Obviously, shares of homebuilders became the shorts of a lifetime when the real estate bubble crashed, underscoring the profound impact residential real estate has on the U.S. economy. The good news is the housing market appears to be getting its act together.
The even better news is that has fueled impressive gains for investors over the past few months, making today the ideal time to have an ETF Showdown between the ETF kings of the residential real estate world, the iShares Dow Jones US Home Construction ETF (NYSE: ITB) and the SPDR S&P Homebuilders ETF (NYSE: XHB).
At the moment, both funds are giving up some of their recent gains and heading into today, it was fair to say both were overbought.
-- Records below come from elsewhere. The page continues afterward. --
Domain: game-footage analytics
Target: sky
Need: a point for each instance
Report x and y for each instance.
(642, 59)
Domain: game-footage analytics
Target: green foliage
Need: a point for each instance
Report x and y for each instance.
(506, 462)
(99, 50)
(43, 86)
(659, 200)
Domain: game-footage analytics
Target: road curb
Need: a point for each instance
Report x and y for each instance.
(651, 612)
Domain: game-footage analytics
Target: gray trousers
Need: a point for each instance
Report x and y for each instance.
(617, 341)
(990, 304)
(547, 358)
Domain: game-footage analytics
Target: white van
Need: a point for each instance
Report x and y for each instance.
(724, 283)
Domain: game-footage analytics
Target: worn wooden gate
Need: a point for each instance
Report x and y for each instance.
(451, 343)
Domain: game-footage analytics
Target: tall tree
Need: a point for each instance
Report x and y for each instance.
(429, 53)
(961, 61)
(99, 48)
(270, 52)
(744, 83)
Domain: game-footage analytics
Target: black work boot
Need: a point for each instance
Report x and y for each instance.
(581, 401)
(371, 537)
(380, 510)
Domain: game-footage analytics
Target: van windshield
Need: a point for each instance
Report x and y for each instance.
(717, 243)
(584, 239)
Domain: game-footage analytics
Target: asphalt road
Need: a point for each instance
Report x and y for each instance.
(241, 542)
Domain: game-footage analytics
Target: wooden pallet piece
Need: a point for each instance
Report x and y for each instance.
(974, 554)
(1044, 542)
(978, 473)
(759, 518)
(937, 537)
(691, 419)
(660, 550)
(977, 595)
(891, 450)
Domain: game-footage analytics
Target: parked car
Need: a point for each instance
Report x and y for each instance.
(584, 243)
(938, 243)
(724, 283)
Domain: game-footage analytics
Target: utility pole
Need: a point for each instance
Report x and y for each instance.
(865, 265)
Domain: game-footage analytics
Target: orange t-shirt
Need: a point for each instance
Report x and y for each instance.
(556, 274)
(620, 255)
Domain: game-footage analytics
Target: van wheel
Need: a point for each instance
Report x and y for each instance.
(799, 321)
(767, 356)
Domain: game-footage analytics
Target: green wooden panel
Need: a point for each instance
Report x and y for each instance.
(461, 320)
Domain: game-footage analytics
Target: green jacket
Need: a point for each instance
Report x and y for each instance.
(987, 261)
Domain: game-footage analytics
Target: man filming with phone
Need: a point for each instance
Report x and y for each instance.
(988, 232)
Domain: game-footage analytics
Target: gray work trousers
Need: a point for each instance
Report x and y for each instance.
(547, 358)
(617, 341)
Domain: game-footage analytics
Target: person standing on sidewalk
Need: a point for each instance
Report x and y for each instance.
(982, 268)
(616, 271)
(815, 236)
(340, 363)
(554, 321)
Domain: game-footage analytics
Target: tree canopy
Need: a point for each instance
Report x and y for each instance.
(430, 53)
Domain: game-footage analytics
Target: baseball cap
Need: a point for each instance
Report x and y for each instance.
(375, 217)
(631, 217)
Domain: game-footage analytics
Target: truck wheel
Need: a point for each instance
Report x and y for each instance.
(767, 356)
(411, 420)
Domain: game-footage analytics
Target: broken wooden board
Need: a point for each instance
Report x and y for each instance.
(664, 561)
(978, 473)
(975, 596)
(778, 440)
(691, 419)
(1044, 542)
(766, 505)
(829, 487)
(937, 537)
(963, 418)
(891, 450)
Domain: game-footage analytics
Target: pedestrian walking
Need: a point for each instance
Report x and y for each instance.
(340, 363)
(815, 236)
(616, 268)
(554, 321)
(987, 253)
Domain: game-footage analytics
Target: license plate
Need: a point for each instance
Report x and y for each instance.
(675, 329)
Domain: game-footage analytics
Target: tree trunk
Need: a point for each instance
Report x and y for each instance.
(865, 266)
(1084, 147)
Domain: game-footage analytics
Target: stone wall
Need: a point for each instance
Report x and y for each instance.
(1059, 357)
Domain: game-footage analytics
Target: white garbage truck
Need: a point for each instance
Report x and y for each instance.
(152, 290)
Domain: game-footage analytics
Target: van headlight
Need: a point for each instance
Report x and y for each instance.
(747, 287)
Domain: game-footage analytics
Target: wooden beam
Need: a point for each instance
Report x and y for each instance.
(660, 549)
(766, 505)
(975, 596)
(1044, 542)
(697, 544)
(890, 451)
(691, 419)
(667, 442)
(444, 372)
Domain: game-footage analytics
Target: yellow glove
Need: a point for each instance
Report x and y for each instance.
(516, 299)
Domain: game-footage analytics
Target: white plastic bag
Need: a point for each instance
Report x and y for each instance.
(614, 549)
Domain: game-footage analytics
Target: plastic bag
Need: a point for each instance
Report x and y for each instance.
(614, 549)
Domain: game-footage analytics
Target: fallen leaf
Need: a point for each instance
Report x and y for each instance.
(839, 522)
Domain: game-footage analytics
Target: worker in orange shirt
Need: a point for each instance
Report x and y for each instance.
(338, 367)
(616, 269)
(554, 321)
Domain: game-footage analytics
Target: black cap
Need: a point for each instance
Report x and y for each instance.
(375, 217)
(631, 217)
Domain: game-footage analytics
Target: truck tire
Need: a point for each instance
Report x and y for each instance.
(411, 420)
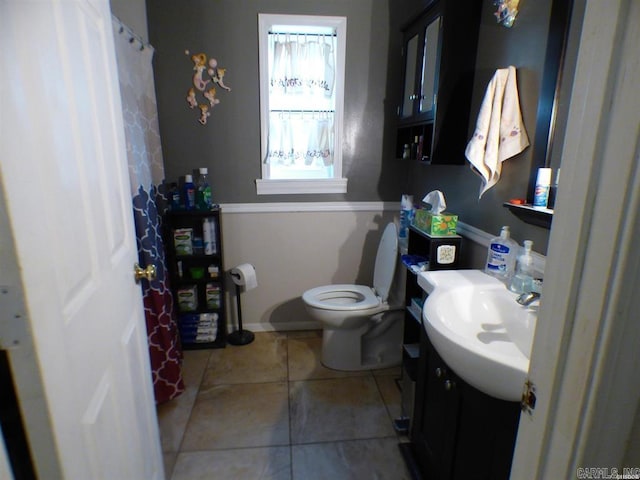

There's more comparisons that need to be made than just being overbought because there more than meets the eye with these ETFs, particularly in the case of XHB.
With an expense ratio of 0.35% and almost $1.3 billion in assets under management, XHB is cheaper and larger than ITB (0.47% expense ratio and $439.1 million in AUM). However, XHB isn't quite the home building play it's name implies.
Both ETFs have exposure to names like Lennar (NYSE: LEN), PulteGroup (NYSE: PHM) and KB Home (NYSE: KBH) and both allocate some of their weights to stocks like Home Depot (NYSE: HD) and Lowe's (NYSE: LOW).
Now we're not saying that XHB is excessively weighted to those types of stocks, but Home Depot, Whirlpool (NYSE: WHR) and Tempur Pedic (NYSE: TPX) are top-10 holdings in the ETF. In other words, XHB has more exposure to the discretionary, inside the house side of real estate.
On the other hand, ITB's top-five holdings are all pure play homebuilders and account for over 43% of that fund's weight.
And it is that leverage to homebuilders that helps explain why at the start of trading today, ITB was up almost 34% in the past 90 days while XHB was up "just" 25%. Yes, costs are important, but XHB isn't cheap enough to make enough for the performance gap between itself and ITB.
ITB is the winner of this week's showdown and the preferred option to buy on a dip if you're betting on more bullish sentiment in the U.S. housing market.